Si la cause précise des deux déflagrations qui ont dévasté le port et une grande partie de la capitale libanaise mardi 4 août à 18h demeure inconnue, il est établi que c’est un entrepôt stockant 2 750 tonnes de nitrate d’ammonium qui a servi d’explosif. Un produit qui a causé bien d’autres catastrophes par le passé.
Selon le Premier ministre libanais Hassan Diab, environ 2 750 tonnes de nitrate d’ammonium étaient stockées, depuis plusieurs années, dans l’entrepôt du port de Beyrouth qui a explosé. Les dégâts matériels sont sans précédent dans la capitale libanaise, déclarée « ville sinistrée » par le Conseil supérieur de défense. L’onde de choc a été ressentie jusqu’à Chypre, l’État insulaire situé à 200 km au large des côtes beyrouthines.
« Il est inadmissible qu’une cargaison de nitrate d’ammonium, estimée à 2 750 tonnes, soit présente depuis six ans dans un entrepôt, sans mesures de précaution. C’est inacceptable et nous ne pouvons pas nous taire sur cette question », a déclaré le Premier ministre durant la réunion du Conseil supérieur de défense, selon des propos rapportés par un porte-parole en conférence de presse.
Toxicité
Le nitrate d’ammonium, à l’origine des explosions, est un sel blanc et inodore utilisé comme base de fertilisant agricole sous forme de granulés : les ammonitrates, engrais pour de nombreuses cultures que les agriculteurs achètent en gros sacs ou en vrac.
Les ammonitrates ne sont pas des produits combustibles : ce sont des comburants, c’est-à-dire qu’ils permettent la combustion d’une autre substance déjà en feu. « C’est très difficile de le brûler », explique à l’AFP Jimmie Oxley, professeure de chimie à l’université du Rhode Island, qui a elle-même travaillé sur la combustion du nitrate d’ammonium. « Ce n’est pas facile de le faire détoner. » La détonation n’est possible qu’avec une contamination par une substance incompatible ou une source intense de chaleur. Le stockage doit donc suivre des règles pour isoler le nitrate d’ammonium de liquides inflammables (essence, huiles…), de liquides corrosifs, de solides inflammables ou encore de substances qui dégagent une chaleur importante, parmi d’autres interdits, selon une fiche technique du ministère français de l’Agriculture.
« Le nitrate d’ammonium est toxique pour l’homme. Par inhalation de ses poussières, il irrite les voies respiratoires ; par exposition prolongée, il provoque des faiblesses, des céphalées et par contact, des irritations de la peau », explique la Société chimique de France.
Par ailleurs, les nombreuses vidéos des explosions relayées sur les réseaux sociaux montrent un panache de fumée revêtant une couleur orangée : il s’agit d’émanations de dioxyde d’azote, produit par la décomposition du nitrate.

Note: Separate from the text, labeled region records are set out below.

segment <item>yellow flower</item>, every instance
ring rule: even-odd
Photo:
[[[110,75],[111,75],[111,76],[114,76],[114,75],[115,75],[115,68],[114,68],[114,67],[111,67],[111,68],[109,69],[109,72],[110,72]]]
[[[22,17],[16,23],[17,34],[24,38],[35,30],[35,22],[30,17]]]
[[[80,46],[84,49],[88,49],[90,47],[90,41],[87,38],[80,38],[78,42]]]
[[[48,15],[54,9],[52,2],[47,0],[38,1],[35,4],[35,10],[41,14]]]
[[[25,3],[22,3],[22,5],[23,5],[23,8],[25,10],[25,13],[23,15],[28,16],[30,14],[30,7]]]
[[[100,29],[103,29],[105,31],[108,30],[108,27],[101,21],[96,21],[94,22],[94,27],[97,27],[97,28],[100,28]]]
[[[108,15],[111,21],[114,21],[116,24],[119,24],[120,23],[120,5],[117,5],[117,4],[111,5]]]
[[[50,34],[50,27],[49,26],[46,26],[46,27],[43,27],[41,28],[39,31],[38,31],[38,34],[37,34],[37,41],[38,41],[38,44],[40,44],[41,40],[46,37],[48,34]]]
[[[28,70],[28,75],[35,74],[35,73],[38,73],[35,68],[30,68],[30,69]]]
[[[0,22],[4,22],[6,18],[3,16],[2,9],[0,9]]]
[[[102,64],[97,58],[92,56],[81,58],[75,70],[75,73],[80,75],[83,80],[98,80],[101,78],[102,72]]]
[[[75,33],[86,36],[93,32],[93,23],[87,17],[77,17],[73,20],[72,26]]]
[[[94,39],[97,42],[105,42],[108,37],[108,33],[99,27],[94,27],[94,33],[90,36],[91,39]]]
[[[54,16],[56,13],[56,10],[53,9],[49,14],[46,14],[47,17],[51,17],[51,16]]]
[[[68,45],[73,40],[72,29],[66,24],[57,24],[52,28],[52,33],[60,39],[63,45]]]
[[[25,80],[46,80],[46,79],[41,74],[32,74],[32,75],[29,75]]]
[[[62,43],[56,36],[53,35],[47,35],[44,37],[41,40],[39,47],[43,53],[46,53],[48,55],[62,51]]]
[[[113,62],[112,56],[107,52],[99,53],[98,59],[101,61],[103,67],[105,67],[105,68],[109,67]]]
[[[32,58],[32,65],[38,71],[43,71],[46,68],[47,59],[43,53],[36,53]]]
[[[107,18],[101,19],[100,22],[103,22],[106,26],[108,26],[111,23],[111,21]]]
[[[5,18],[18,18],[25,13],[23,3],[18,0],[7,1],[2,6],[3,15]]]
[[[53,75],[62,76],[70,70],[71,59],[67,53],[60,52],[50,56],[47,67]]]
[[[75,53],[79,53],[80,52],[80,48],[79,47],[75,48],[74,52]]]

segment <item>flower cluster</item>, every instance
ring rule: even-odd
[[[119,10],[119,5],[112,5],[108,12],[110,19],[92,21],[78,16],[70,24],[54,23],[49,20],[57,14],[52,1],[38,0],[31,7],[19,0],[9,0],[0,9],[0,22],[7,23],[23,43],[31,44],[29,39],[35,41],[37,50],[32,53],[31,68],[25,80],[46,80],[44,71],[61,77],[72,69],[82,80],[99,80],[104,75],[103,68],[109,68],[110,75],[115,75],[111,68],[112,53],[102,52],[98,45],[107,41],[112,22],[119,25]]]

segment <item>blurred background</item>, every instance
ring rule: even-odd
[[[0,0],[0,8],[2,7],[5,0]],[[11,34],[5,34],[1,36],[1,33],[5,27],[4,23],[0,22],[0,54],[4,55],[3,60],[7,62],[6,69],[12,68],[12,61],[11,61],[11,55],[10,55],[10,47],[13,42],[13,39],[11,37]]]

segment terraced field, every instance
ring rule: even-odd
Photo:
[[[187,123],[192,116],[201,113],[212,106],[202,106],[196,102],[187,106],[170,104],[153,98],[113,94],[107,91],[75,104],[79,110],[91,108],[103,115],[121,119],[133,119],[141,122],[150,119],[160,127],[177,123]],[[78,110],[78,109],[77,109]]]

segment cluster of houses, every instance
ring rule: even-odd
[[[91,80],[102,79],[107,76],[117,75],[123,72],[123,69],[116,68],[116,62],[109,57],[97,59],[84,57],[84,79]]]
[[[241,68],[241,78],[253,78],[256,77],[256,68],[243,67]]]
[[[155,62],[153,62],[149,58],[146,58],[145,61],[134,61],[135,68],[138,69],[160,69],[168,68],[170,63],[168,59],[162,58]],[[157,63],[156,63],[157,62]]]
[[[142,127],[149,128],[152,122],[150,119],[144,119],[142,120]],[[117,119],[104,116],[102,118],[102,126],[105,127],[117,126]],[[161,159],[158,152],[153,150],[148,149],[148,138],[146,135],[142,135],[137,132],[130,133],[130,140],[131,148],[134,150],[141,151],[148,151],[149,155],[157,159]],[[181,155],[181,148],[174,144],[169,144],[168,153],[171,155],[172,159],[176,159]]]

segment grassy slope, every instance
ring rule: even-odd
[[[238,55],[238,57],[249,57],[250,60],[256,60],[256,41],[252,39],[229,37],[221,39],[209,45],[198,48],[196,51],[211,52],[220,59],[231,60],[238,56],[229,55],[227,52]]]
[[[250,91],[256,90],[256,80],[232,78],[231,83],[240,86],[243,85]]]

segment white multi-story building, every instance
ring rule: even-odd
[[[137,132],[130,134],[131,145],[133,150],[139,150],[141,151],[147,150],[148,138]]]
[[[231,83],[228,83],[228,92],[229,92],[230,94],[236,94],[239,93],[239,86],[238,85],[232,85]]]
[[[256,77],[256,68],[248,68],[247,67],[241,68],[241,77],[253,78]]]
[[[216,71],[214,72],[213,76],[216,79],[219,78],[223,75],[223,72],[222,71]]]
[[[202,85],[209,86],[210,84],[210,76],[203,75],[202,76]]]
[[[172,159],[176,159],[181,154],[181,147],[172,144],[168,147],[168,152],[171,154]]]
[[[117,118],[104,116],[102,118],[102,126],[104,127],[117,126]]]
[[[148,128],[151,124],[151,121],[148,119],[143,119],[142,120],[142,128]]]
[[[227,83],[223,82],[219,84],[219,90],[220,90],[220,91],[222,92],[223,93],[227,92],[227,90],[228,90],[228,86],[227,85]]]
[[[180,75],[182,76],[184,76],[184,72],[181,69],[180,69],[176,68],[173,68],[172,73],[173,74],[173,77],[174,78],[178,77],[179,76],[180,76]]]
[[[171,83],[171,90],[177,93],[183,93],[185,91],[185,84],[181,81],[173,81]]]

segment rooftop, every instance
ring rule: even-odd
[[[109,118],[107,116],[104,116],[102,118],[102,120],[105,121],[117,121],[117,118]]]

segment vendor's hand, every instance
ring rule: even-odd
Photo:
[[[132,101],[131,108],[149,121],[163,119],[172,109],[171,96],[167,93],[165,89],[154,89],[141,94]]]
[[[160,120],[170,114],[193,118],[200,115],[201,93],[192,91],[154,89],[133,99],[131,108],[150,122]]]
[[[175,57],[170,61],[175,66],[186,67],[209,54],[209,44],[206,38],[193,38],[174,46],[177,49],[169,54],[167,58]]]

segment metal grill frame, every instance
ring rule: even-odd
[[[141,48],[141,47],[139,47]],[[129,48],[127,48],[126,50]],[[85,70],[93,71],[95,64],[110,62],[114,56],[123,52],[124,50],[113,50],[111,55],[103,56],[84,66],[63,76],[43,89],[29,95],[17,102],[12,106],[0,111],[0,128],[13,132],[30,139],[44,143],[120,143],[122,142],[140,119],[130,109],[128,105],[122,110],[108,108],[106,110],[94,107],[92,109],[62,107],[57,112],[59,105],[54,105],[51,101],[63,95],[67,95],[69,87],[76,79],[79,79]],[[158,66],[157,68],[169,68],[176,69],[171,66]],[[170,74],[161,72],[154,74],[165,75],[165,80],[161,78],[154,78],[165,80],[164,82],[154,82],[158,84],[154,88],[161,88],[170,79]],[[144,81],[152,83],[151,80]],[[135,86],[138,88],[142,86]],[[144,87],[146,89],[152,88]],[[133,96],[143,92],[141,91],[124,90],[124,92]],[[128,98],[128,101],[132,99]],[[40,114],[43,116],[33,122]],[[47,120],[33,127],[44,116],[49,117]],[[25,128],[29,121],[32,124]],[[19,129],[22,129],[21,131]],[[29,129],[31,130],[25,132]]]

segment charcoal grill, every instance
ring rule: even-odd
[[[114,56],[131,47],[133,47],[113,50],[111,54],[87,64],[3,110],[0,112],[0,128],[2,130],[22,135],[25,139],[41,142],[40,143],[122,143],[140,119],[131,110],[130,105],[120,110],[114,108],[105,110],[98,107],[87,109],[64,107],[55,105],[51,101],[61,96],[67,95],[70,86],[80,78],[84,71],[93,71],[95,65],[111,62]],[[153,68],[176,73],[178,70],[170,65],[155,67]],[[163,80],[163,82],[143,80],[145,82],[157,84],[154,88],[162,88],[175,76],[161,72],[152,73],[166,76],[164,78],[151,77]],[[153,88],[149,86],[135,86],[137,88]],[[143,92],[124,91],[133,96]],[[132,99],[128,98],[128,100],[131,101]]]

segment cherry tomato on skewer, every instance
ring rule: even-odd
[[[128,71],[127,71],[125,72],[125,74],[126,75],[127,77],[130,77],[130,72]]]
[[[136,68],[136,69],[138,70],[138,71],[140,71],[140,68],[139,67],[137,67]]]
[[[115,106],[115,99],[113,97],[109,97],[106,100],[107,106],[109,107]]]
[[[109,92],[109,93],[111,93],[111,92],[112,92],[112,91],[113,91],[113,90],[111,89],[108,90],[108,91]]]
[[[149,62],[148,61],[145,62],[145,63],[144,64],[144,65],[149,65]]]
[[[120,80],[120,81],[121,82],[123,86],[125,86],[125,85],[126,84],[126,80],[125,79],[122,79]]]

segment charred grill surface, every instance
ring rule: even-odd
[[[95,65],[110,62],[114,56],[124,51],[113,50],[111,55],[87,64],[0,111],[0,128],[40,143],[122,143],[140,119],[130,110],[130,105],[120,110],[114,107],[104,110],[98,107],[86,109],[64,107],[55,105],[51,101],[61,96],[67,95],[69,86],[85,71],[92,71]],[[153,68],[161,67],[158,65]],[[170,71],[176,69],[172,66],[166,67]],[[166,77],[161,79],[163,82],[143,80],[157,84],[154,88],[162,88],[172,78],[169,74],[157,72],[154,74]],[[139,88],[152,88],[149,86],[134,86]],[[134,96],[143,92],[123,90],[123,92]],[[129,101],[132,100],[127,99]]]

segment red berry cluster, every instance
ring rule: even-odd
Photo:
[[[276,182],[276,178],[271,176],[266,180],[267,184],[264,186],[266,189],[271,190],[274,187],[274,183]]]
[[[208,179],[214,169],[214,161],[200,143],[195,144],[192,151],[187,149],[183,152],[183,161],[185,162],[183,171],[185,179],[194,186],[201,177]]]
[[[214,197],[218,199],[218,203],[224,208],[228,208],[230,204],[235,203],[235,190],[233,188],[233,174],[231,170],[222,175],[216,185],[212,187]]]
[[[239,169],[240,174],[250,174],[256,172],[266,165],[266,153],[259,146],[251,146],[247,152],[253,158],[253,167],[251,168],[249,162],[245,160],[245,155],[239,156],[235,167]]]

Ce gaz est un polluant, toxique, âcre et suffoquant, et pourtant très répandu : on le retrouve par exemple dans les zones à forte densité automobile, aux heures de pointe dans les villes. Lorsqu’il est présent en quantité élevée (ex: pic de pollution), il peut notamment affecter les voies respiratoires. « À des concentrations dépassant 200 μg/m3, sur de courtes durées, c’est un gaz toxique entraînant une inflammation importante des voies respiratoires », indique l’OMS. En sa présence, il est donc préférable d’éviter tout exercice physique. Les personnes présentant des difficultés respiratoires doivent plus spécialement s’en prémunir.
Le vent devrait disséminer rapidement la grande partie de ces éléments chimiques, mais la présence de résidus dans l’environnement pourrait persister, notamment par leur retombée lors de pluies acides.
La représentation des États-Unis à Beyrouth encourage toutefois les ressortissants américains à rester à l’abri et à porter un masque pour se protéger d’éventuelles fumées toxiques. « Il y a des signalements de gaz toxiques libérés dans l’explosion, donc tous les habitants de la zone doivent rester à l’intérieur et porter des masques si disponibles », a indiqué l’ambassade sur son site.
Un lourd passif
De nombreuses tragédies dans le monde, accidentelles et criminelles, ont comme source le nitrate d’ammonium. L’un des tout premiers accidents fit 561 morts en 1921 à Oppau, en Allemagne, dans une usine BASF.
En 1947, Brest fut secouée par l’explosion du cargo norvégien Ocean Liberty qui transportait 3 000 tonnes de la substance. Bilan : 22 morts et 500 blessés.